In 2014, fear of Ebola also led to attacks on health workers. In April 2014, an angry crowd attacked an Ebola treatment center in Macenta, 425 kilometers southeast of Guinea’s capital, Conakry, run by Doctors Without Borders (Medecins Sans Frontieres or MSF), which it accused of bringing Ebola to the city. In August 2014, people in N’Zérékoré, Guinea’s second largest city, protested spraying a market with disinfectant that they believed was infected with the Ebola virus and rioted, injuring over 50 people, including security forces. Law enforcement agencies in Congo should ensure that they can quickly, adequately, and appropriately respond if similar attacks occur.
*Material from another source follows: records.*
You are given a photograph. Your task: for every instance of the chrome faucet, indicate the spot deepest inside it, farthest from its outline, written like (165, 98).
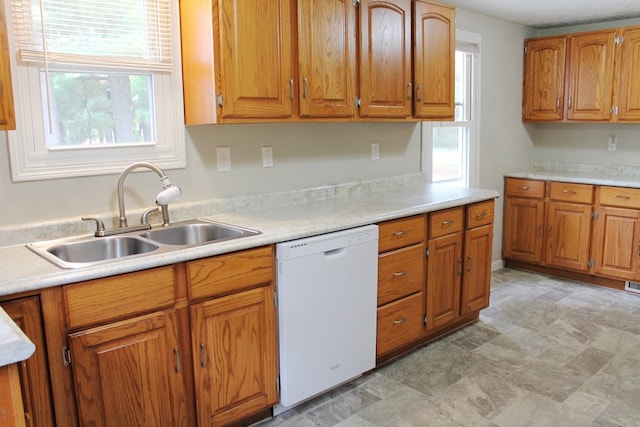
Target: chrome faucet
(169, 193)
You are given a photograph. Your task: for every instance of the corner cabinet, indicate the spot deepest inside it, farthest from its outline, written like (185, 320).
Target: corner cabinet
(583, 77)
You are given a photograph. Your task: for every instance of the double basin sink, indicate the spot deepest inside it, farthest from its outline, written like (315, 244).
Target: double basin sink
(77, 252)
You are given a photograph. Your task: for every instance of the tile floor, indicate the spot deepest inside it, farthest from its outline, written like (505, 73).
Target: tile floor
(547, 352)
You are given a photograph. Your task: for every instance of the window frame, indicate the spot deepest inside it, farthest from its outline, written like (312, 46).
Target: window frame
(463, 38)
(31, 159)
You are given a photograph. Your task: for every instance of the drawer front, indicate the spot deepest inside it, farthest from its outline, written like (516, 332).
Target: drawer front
(567, 192)
(479, 214)
(400, 273)
(619, 196)
(225, 274)
(446, 222)
(401, 232)
(115, 297)
(524, 188)
(399, 323)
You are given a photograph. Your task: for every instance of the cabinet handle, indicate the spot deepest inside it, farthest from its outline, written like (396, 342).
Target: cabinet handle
(203, 356)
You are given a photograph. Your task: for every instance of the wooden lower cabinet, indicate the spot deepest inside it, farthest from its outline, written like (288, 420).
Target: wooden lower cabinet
(129, 373)
(444, 271)
(617, 243)
(33, 372)
(234, 355)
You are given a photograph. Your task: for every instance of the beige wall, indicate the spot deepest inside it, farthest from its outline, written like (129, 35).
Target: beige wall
(305, 155)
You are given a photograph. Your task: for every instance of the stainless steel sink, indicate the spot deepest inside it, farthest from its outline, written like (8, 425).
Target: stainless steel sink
(196, 233)
(77, 252)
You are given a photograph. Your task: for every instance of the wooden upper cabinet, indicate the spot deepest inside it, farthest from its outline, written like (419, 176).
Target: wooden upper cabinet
(544, 71)
(327, 58)
(591, 60)
(627, 97)
(7, 114)
(254, 58)
(434, 60)
(385, 59)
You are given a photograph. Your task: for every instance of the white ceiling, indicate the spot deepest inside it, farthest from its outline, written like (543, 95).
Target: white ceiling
(553, 13)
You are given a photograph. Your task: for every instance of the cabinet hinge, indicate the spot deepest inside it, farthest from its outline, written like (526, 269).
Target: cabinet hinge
(66, 355)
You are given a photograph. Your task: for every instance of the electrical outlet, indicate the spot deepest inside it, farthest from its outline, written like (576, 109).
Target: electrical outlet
(267, 157)
(375, 151)
(223, 157)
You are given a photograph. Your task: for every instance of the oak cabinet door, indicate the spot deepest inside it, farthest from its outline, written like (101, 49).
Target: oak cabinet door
(385, 58)
(591, 60)
(476, 279)
(568, 235)
(234, 356)
(522, 234)
(256, 58)
(544, 71)
(617, 243)
(444, 270)
(434, 61)
(129, 373)
(327, 58)
(628, 91)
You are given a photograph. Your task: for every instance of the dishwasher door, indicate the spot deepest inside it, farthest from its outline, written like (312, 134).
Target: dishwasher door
(327, 295)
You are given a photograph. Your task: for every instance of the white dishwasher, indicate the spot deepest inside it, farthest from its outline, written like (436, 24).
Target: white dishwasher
(327, 297)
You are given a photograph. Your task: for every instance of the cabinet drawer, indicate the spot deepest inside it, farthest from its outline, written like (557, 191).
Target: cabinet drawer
(399, 323)
(567, 192)
(401, 232)
(524, 187)
(225, 274)
(480, 213)
(446, 222)
(114, 297)
(400, 273)
(619, 196)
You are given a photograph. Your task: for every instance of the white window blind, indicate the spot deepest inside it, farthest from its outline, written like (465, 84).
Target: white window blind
(121, 34)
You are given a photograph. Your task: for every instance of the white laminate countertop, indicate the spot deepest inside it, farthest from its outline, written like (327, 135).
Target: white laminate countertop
(580, 178)
(21, 270)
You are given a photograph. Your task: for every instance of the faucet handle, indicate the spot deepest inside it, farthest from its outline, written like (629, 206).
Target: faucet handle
(99, 226)
(144, 219)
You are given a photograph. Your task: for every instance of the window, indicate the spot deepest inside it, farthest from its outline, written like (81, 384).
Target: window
(97, 86)
(450, 147)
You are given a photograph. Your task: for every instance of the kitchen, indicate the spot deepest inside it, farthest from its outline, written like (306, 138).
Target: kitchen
(306, 151)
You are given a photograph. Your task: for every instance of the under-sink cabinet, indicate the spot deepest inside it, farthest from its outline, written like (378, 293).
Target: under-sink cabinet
(575, 230)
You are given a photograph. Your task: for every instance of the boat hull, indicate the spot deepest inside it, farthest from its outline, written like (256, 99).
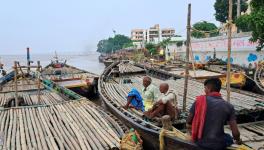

A Congolese health worker is sprayed with chlorine after visiting the isolation ward at Bikoro hospital, which received a new suspected Ebola case, in Bikoro, Democratic Republic of Congo, May 12, 2018. © 2018 Jean Robert N’Kengo/Reuters

Do women need special attention in the Ebola response?

In the 2014 Ebola epidemic and earlier outbreaks, women had greater exposure to the virus and were thus at greater risk of becoming ill. The higher exposure rate among women appears to have been the result of the roles women traditionally or disproportionately occupy – including cross-border traders, health workers, and traditional birth attendants – which put them at greater risk of coming into contact with the virus. Furthermore, women more often cared for the sick and in the case of death, traditionally wash and prepare a body for burial.

Pregnant women may be at increased risk because of increased contact with health workers, and the Ebola virus persists for months in the semen of men who have recovered from Ebola, endangering female sexual partners.

There are concerns that women will also bear the brunt of the epidemic in Congo, as they tend to fill some of the same roles.

The government of Congo and international partners responding to the crisis need to ensure that prevention efforts address the particular vulnerability of women, that women are able to get information about how to prevent and respond to the epidemic, that any obstacles to obtaining care – including financial and cultural – are removed, and that they are engaged at the community and national level in shaping the response to the crisis.

A Congolese health worker records medical data of passengers at the airport in Mbandaka, Democratic Republic of Congo, May 19, 2018. © 2018 Kenny Katombe/Reuters

Oversight and monitoring of the Ebola response 

If Congo institutes emergency measures that restrict basic rights and freedoms – including freedom of association, assembly, and movement –, as Guinea, Liberia and Sierra Leone each did in 2014, the government should ensure that restrictions on public health or public emergency grounds meet the requirements of legality, evidence-based necessity, and proportionality. Any restrictions should be clearly defined, well publicized, and subject to monitoring through public hearings before the Congolese parliament, by the national human rights commission, and by independent groups operating without unnecessary restrictions.

Over the past three years, the Congolese government has brutally repressed dissent and curtailed basic civil and political rights as President Joseph Kabila has remained in power beyond the end of his constitutionally mandated two-term limit. Security forces have killed more than 300 people during largely peaceful protests since 2015 and arrested hundreds of others, while the government has cracked down on media and civil society groups. The government should not use the Ebola crisis as a pretext to further clamp down on people’s fundamental rights.

To enhance public confidence in the Ebola response, the government should ensure transparency in the receipt and use of donations and other assistance. In 2014, Sierra Leone initially made a meaningful effort to do this by creating an Emergency Operations Center (EOC), which centralized donations, regularly published lists of donations received, and independently monitored the EOC’s “Ebola Account.” However, subsequent studies concluded that major corruption concerns marred the Ebola response.